Auch die Entwicklungen nach dem Beginn der Zwangsvollstreckung sprechen nicht dafür, dass der Kläger die Gesellschaft hätte ruinieren wollen. Jedenfalls ist die GbR nicht zahlungsunfähig geworden.
Schlussendlich bewertet das OLG das Verhalten des Klägers zwar weder als zweckdienlich, noch als gesellschaftsfreundlich, jedoch hat es kein solches Übergewicht an Illoyalität des Klägers gegenüber der Gesellschaft und/oder gegenüber den Beklagten zu 1) und 2) festgestellt, das einen Ausschluss rechtfertigen würde.
Der Ausschluss eines Gesellschafters ist ultima ratio. Die Einschätzung, ob Gerichte diesen als gerechtfertigt ansehen oder nicht, gleicht oftmals dem Blick in die Glaskugel. Daher ist es in der Praxis ratsam, sofern konkretisierbar, eine Aufzählung an „wichtigen Gründen“ iSd § 737 BGB aF (jetzt im überwiegend inhaltsgleichen, jedoch um zwei Regelbeispiele erweiterten § 727 BGB nF) gesellschaftsvertraglich festzuhalten.
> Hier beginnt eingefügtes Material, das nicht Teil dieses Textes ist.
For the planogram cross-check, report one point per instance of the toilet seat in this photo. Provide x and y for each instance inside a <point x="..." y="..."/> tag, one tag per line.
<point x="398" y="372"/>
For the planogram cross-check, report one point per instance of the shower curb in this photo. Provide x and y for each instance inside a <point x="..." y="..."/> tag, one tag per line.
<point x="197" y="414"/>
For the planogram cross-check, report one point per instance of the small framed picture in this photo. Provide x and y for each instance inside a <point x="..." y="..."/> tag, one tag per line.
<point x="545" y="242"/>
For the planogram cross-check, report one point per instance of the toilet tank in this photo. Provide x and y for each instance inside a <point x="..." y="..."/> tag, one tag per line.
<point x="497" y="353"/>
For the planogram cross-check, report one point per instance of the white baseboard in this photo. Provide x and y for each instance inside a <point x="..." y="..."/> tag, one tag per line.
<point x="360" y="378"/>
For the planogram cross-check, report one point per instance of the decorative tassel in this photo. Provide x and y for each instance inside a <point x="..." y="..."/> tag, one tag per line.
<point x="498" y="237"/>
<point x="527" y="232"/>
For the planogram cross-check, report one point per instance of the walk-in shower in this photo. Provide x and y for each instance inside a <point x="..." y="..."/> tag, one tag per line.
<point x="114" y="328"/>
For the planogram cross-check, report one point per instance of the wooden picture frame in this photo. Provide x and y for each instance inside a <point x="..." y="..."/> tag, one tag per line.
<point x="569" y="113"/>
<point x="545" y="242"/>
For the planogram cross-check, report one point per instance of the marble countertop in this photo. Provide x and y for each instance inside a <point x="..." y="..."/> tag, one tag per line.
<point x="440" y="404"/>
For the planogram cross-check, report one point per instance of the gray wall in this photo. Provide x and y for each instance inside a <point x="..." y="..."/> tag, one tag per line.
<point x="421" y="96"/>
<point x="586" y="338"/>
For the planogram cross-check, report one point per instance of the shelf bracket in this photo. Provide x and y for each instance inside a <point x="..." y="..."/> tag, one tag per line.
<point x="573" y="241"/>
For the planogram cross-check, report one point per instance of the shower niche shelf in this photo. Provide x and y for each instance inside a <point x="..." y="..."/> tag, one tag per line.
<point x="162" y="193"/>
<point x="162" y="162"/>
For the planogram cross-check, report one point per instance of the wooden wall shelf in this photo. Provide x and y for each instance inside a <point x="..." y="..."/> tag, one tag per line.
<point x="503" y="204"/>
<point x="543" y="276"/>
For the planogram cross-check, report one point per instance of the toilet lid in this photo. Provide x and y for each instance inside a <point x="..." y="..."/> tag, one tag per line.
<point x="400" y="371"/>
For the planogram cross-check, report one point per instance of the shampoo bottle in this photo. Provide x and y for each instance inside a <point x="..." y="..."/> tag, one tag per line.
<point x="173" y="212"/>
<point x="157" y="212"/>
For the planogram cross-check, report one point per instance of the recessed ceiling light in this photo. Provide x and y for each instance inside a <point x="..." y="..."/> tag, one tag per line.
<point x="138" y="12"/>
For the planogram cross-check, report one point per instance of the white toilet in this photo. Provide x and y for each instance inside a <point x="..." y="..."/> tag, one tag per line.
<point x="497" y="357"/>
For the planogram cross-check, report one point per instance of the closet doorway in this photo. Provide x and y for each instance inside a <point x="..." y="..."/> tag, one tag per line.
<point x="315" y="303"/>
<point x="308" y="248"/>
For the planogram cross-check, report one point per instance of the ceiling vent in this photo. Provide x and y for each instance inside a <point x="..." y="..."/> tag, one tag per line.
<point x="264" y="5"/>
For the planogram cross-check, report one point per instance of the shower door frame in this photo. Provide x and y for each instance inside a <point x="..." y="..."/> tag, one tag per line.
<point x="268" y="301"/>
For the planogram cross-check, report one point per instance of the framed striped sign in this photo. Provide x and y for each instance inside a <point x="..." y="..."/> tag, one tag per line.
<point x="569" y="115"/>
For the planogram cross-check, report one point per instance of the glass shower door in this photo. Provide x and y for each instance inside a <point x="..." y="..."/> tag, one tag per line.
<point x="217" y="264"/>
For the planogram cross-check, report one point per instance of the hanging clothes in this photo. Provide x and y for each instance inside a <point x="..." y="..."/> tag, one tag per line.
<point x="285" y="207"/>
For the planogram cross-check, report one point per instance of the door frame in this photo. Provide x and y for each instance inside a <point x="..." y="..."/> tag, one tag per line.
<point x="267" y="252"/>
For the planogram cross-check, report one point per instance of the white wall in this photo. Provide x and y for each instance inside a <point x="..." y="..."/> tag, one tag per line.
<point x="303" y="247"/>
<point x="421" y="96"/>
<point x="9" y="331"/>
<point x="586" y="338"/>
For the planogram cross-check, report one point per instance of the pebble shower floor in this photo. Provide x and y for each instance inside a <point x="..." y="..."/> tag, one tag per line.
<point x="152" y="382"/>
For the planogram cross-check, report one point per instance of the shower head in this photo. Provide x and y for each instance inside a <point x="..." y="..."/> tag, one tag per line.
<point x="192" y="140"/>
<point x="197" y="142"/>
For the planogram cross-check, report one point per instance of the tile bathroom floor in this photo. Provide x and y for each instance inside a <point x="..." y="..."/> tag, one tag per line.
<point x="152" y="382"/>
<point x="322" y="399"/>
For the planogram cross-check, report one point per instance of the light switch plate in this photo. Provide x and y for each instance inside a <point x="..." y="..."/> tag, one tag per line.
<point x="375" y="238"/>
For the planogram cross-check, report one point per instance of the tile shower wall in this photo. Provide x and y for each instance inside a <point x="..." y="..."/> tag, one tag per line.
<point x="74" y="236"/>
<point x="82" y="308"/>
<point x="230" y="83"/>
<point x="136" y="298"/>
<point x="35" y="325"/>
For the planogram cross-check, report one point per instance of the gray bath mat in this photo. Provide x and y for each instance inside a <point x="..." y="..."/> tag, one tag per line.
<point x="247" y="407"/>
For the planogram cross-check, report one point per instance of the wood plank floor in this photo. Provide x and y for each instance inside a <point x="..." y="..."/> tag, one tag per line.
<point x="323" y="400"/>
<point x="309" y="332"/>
Im Übrigen ist das Urteil des OLG Brandenburg (richtigerweise) nicht ohne Kritik geblieben. Die Argumentation des Obergerichts ist an manchen Stellen verwirrend und verkennt mitunter die tatsächliche Lage - dies zeigt jedoch erneut wie unberechenbar gerichtliche Entscheidungen bzgl. der Feststellung etwaiger Nichtigkeit von Gesellschafterausschlüssen sein können.